Tournament information
- Dates: April 9–12, 2015
- Location: Augusta, Georgia, U.S. 33°30′11″N 82°01′12″W﻿ / ﻿33.503°N 82.020°W
- Course: Augusta National Golf Club
- Tours: PGA Tour; European Tour; Japan Golf Tour;

Statistics
- Par: 72
- Length: 7,435 yards (6,799 m)
- Field: 97 players (55 after cut)
- Cut: 146 (+2)
- Prize fund: US$10,000,000
- Winner's share: $1,800,000

Champion
- Jordan Spieth
- 270 (−18)

Location map
- Augusta National Location in the United States Augusta National Location in Georgia

= 2015 Masters Tournament =

American golf tournament held in 2015

The 2015 Masters Tournament was the 79th Masters Tournament, and the first of golf's four major championships, held April 9–12 at Augusta National Golf Club in Augusta, Georgia.

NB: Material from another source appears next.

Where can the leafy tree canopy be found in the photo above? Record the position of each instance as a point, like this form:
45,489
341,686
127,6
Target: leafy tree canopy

Jordan Spieth led wire-to-wire and shot a record-tying 270 (−18) to win his first major at the age of 21, four strokes ahead of runners-up Phil Mickelson and Justin Rose, both major champions.

This was the final Masters appearance for two-time champion Ben Crenshaw.

==Course==

| Hole | Name | Yards | Par |  | Hole | Name | Yards | Par |
| 1 | Tea Olive | 445 | 4 |  | 10 | Camellia | 495 | 4 |
| 2 | Pink Dogwood | 575 | 5 | 11 | White Dogwood | 505 | 4 |
| 3 | Flowering Peach | 350 | 4 | 12 | Golden Bell | 155 | 3 |
| 4 | Flowering Crab Apple | 240 | 3 | 13 | Azalea | 510 | 5 |
| 5 | Magnolia | 455 | 4 | 14 | Chinese Fir | 440 | 4 |
| 6 | Juniper | 180 | 3 | 15 | Firethorn | 530 | 5 |
| 7 | Pampas | 450 | 4 | 16 | Redbud | 170 | 3 |
| 8 | Yellow Jasmine | 570 | 5 | 17 | Nandina | 440 | 4 |
| 9 | Carolina Cherry | 460 | 4 | 18 | Holly | 465 | 4 |
| Out |  | 3,725 | 36 | In |  | 3,710 | 36 |
| Source: |  |  |  |  | Total |  | 7,435 | 72 |

==Field==
The Masters has the smallest field of the four major championships. Officially, the Masters remains an invitation event, but there is a set of qualifying criteria that determines who is included in the field. Each player is classified according to the first category by which he qualified, with other categories in which he qualified shown in parentheses. Golfers who qualify based solely on their performance in amateur tournaments (categories 6–11) must remain amateurs on the starting day of the tournament to be eligible to play.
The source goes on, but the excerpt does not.